So per this question- a month before the Police Officer meets the Runaway Child 'magic' suddenly appears in a 90s era Earth. Roughly 1 in 10,000 people start demonstrably using 'magic' and they can be anyone: man or woman, child or elder, no difference whatsoever between given humans.
Some of these magic-users have hidden, some reveal themselves and offer to help, and some promptly start trying to abuse these new powers.

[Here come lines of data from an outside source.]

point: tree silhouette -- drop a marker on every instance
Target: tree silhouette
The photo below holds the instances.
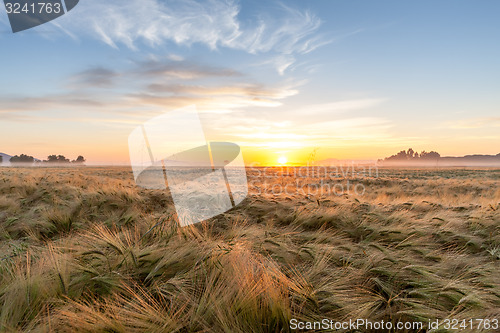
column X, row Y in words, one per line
column 412, row 155
column 79, row 160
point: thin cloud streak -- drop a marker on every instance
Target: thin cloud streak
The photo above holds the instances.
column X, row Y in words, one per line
column 214, row 23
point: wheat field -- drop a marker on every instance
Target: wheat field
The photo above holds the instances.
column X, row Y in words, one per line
column 86, row 250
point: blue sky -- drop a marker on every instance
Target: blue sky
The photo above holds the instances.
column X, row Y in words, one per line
column 356, row 79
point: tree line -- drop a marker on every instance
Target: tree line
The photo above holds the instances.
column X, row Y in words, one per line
column 60, row 159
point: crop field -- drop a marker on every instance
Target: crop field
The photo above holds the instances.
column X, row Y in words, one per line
column 86, row 250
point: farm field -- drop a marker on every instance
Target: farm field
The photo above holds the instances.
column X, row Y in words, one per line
column 86, row 250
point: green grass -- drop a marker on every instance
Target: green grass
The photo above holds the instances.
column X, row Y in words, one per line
column 76, row 256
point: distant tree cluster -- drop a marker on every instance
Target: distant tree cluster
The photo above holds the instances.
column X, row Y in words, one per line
column 22, row 159
column 411, row 155
column 63, row 160
column 50, row 159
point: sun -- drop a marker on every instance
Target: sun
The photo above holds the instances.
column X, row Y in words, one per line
column 282, row 160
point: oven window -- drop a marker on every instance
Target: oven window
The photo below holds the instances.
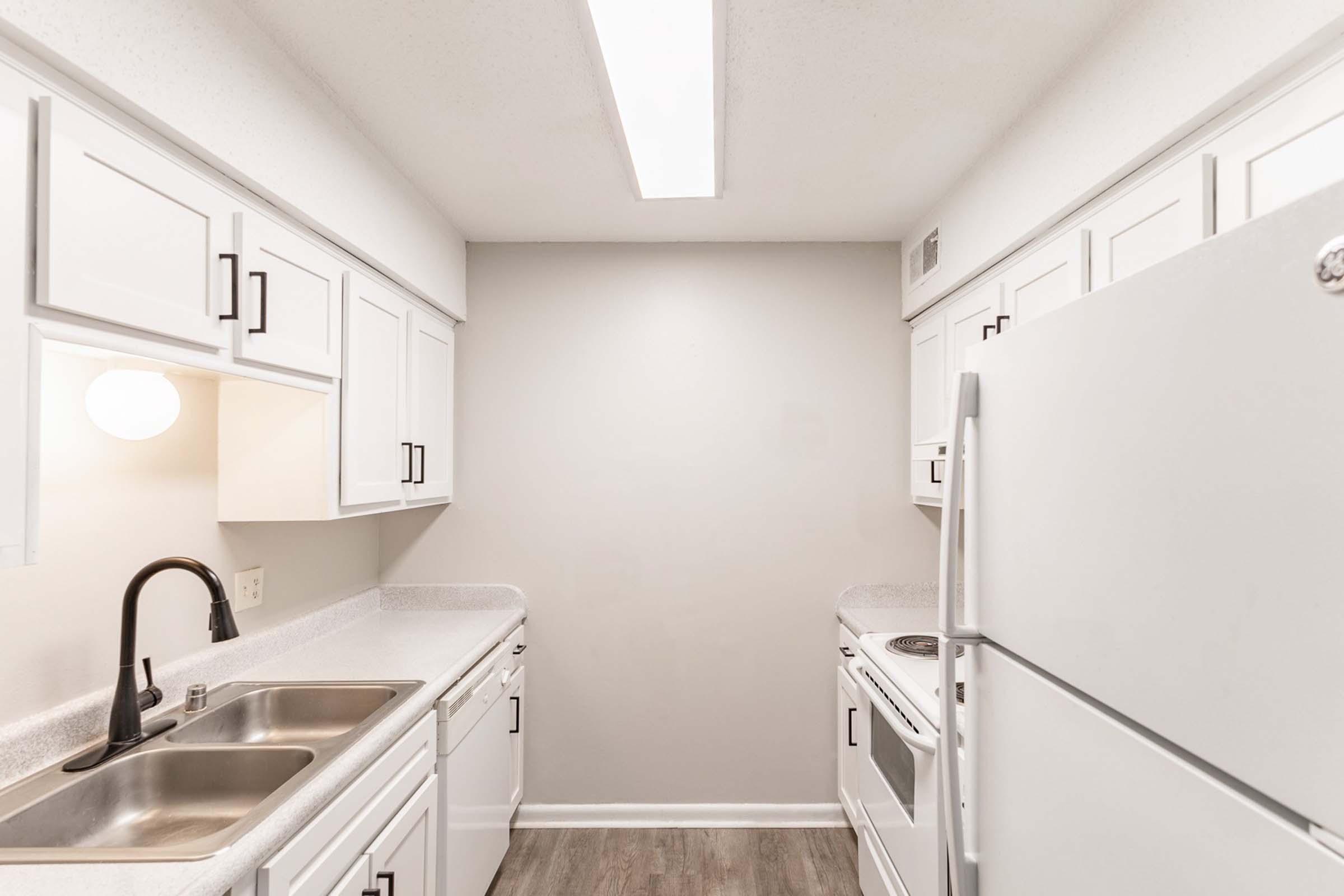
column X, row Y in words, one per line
column 895, row 760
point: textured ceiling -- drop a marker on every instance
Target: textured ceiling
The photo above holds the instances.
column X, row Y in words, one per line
column 846, row 120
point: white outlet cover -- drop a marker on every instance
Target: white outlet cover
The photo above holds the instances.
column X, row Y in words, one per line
column 248, row 589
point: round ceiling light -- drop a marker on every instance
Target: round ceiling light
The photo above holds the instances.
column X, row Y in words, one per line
column 132, row 405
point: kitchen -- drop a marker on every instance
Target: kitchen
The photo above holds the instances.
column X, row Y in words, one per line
column 659, row 348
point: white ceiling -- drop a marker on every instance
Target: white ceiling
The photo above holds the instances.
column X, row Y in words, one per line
column 846, row 119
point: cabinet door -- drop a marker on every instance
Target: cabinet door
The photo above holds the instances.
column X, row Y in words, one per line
column 1291, row 148
column 515, row 738
column 431, row 408
column 971, row 320
column 127, row 234
column 847, row 745
column 929, row 381
column 404, row 859
column 15, row 547
column 292, row 298
column 1049, row 278
column 1167, row 214
column 375, row 454
column 355, row 880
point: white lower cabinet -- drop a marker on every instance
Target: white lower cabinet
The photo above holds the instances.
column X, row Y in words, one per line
column 355, row 883
column 515, row 738
column 405, row 856
column 847, row 746
column 384, row 823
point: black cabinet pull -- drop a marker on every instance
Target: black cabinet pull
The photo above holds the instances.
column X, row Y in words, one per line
column 263, row 276
column 410, row 464
column 233, row 261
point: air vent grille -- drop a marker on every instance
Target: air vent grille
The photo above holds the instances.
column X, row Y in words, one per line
column 924, row 257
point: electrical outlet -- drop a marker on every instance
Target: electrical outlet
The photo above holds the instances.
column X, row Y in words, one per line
column 248, row 589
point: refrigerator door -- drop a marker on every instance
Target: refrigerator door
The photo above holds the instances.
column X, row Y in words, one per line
column 1156, row 512
column 1070, row 802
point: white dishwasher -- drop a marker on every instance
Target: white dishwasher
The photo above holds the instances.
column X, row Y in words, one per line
column 476, row 772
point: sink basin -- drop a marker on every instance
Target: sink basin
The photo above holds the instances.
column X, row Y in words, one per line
column 190, row 793
column 286, row 715
column 155, row 799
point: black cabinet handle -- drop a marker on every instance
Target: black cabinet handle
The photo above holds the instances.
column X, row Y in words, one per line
column 410, row 464
column 263, row 276
column 233, row 260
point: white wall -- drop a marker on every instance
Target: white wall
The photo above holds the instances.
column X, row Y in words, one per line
column 682, row 453
column 1164, row 68
column 206, row 73
column 108, row 508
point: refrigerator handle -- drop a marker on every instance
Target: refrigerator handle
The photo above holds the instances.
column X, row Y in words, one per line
column 962, row 866
column 965, row 403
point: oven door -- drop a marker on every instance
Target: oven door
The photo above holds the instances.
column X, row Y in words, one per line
column 898, row 780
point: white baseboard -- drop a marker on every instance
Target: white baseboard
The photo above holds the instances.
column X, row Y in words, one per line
column 680, row 816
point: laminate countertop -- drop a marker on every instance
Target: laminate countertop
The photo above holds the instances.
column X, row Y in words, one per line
column 428, row 633
column 890, row 608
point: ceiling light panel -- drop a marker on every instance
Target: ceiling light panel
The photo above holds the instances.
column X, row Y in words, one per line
column 660, row 59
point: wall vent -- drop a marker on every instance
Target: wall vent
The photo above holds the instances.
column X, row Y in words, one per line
column 924, row 258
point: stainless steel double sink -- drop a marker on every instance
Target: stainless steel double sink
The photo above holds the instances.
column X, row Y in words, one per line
column 192, row 792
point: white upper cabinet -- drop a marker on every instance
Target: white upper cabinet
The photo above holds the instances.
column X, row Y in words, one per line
column 971, row 320
column 431, row 408
column 1049, row 278
column 1166, row 214
column 125, row 234
column 929, row 381
column 1285, row 151
column 375, row 456
column 291, row 298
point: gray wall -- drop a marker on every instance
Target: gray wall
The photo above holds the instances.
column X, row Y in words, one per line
column 682, row 453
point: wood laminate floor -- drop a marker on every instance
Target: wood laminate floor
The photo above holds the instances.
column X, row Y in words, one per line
column 679, row 861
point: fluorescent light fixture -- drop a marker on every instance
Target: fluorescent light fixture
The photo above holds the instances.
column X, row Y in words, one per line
column 132, row 405
column 662, row 59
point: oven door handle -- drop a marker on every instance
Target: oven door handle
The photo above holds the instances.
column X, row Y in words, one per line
column 913, row 739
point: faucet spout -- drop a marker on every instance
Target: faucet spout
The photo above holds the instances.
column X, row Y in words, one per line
column 124, row 729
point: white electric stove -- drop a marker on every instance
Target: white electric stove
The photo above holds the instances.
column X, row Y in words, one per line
column 904, row 848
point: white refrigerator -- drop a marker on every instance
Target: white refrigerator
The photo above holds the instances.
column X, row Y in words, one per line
column 1155, row 577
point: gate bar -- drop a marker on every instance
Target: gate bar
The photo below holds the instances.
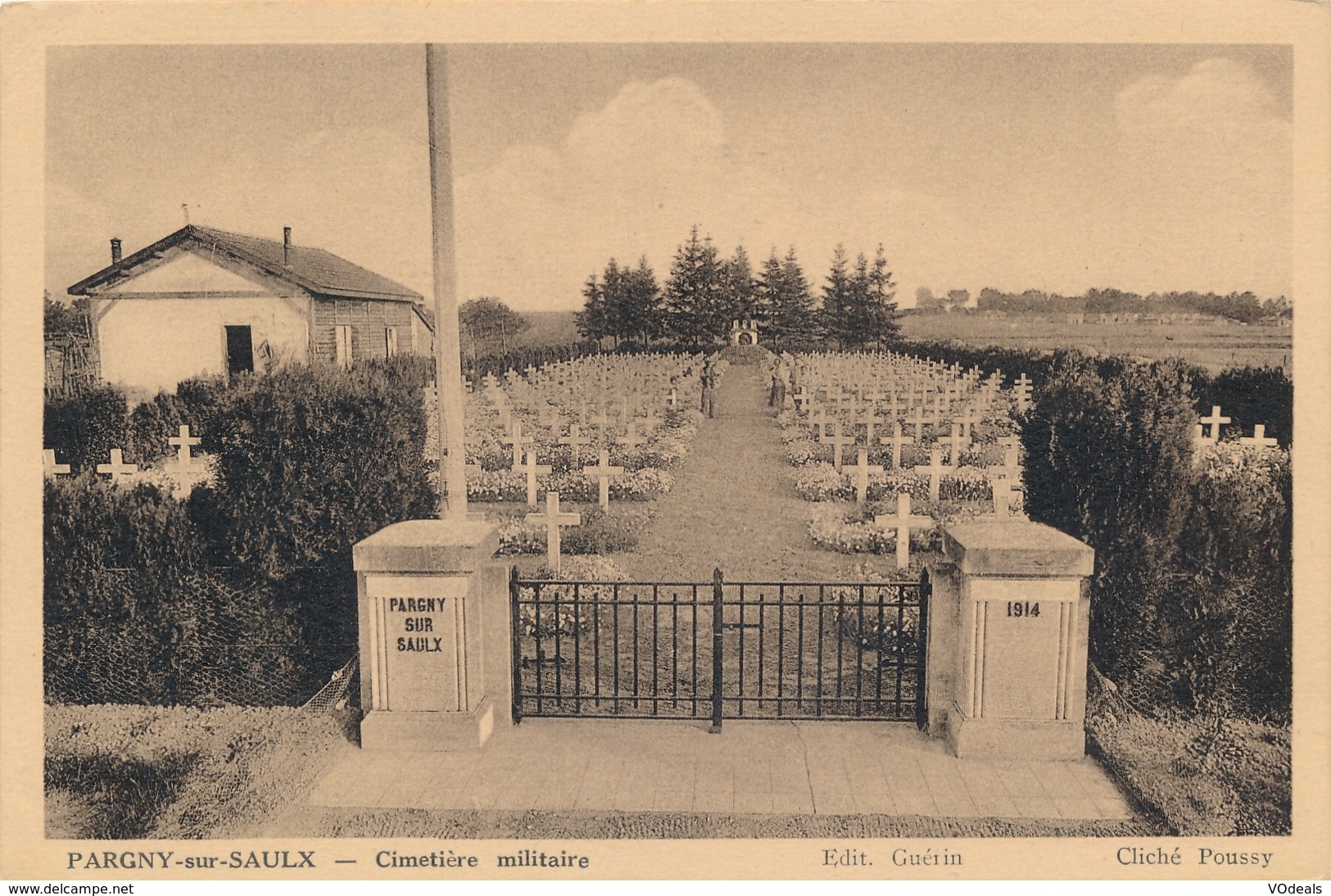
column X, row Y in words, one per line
column 515, row 625
column 718, row 645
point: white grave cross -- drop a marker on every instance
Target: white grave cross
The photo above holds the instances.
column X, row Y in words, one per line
column 903, row 523
column 862, row 476
column 898, row 440
column 936, row 469
column 532, row 469
column 553, row 519
column 1214, row 423
column 117, row 466
column 183, row 444
column 49, row 466
column 603, row 473
column 836, row 441
column 517, row 441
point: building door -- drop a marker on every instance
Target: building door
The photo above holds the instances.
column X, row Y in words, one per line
column 344, row 345
column 240, row 351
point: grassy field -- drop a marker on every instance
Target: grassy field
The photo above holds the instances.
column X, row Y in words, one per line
column 1211, row 345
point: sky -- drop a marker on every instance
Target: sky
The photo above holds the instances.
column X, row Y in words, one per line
column 1052, row 167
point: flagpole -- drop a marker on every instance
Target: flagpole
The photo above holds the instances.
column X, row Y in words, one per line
column 447, row 355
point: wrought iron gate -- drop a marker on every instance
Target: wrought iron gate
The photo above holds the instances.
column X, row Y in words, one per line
column 719, row 650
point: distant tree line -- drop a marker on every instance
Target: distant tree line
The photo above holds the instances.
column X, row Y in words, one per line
column 487, row 325
column 704, row 293
column 1237, row 306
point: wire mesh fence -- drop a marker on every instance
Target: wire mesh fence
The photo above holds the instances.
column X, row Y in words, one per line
column 216, row 640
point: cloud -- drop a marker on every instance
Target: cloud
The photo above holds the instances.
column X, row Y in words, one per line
column 628, row 179
column 1218, row 95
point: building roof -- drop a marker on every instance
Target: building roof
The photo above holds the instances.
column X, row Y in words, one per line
column 312, row 269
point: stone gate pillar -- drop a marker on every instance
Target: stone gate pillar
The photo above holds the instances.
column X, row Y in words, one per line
column 434, row 636
column 1007, row 640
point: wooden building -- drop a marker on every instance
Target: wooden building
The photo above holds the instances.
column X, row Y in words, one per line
column 206, row 301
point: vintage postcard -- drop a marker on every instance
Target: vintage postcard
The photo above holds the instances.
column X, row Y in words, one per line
column 602, row 441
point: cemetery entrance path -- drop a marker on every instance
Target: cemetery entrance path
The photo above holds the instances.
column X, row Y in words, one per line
column 734, row 504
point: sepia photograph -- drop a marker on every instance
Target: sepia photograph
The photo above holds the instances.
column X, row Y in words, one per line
column 509, row 450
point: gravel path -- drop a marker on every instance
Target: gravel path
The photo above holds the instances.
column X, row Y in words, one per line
column 734, row 505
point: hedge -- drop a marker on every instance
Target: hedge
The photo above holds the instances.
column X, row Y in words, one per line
column 245, row 594
column 84, row 428
column 1190, row 598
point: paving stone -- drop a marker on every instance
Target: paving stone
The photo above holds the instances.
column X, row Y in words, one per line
column 1036, row 807
column 754, row 767
column 1075, row 808
column 835, row 802
column 674, row 800
column 792, row 802
column 754, row 802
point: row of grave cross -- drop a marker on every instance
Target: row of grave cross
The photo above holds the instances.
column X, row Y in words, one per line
column 183, row 442
column 901, row 523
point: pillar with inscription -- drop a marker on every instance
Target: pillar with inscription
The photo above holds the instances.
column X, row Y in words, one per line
column 1007, row 640
column 434, row 622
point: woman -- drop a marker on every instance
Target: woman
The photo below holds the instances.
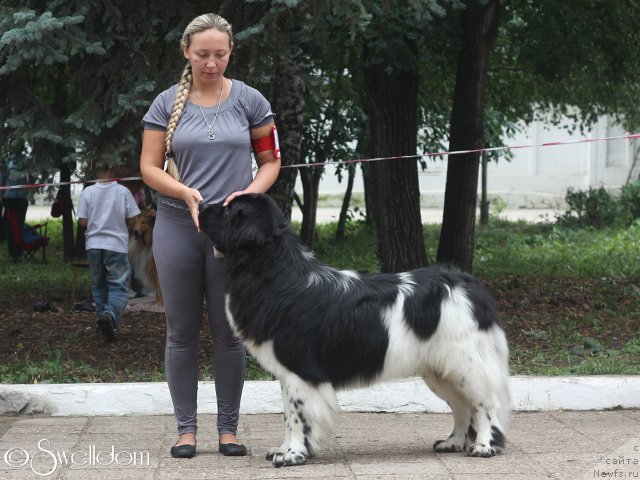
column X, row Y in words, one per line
column 205, row 127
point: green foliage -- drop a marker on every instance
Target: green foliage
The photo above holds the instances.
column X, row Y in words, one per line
column 555, row 250
column 630, row 202
column 596, row 207
column 572, row 343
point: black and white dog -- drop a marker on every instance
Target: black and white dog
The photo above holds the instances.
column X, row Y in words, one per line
column 319, row 329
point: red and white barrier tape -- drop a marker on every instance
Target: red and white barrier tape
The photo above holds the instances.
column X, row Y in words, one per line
column 367, row 160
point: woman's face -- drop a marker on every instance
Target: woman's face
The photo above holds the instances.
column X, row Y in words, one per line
column 208, row 54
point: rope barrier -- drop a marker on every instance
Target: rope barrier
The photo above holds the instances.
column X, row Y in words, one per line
column 368, row 160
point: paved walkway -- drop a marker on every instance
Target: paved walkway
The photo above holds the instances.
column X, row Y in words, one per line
column 549, row 445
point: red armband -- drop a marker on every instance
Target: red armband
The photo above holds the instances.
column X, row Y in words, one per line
column 269, row 142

The abusers are especially eager to seek out and kill other magic-users because they can steal spells and raw power that way.
Now with that all said- I have a question, "What are the Police Officer's legal responsibilities for dealing with a runaway child and what he should do about them?"
There are, for this prompt, no unique laws to consider beyond typical 90s New York City law.
The Police Officer and his issue:
- He's a regular street cop, not any inherent child-based part of the force, he happened across the situation accidentally
- He has encountered a child who clearly does not belong to the family the child is living with- the family has absolutely no legal connection to the kid: not blood relation, not godparents, etc.
- The family (a married man and woman in their 20s) admits the above point after some prompting
- The child is 12 years old and doesn't want to cooperate with the police officer or any other person that isn't the family
- The child refuses to give any hints about where he's from: no real name, no real home, no names of real parents- his possessions have no hint either
- The family doesn't know where the kid is from and he refuses to tell them too
- The family is willing to feed and take care of him and the kid is willing to stay put with them
- The family is willing to cooperate with the police officer but maintain the child will run away if he gets upset and they cannot stop him from doing so
- It is understood by all parties that other magic-users will hunt the child down on-sight
- There are no magic-users at this point in the 90s NY police force or any other NY city 'authority' position like school-teachers, doctors, government, etc.
Somewhat related but the child can use magic to shatter brick walls, throw cars hundreds of feet, and tear apart metal plates. The magic functions (for him) as single instances of produced force on objects and/or people. The policer officer knows this but I don't believe that changes his legal obligations.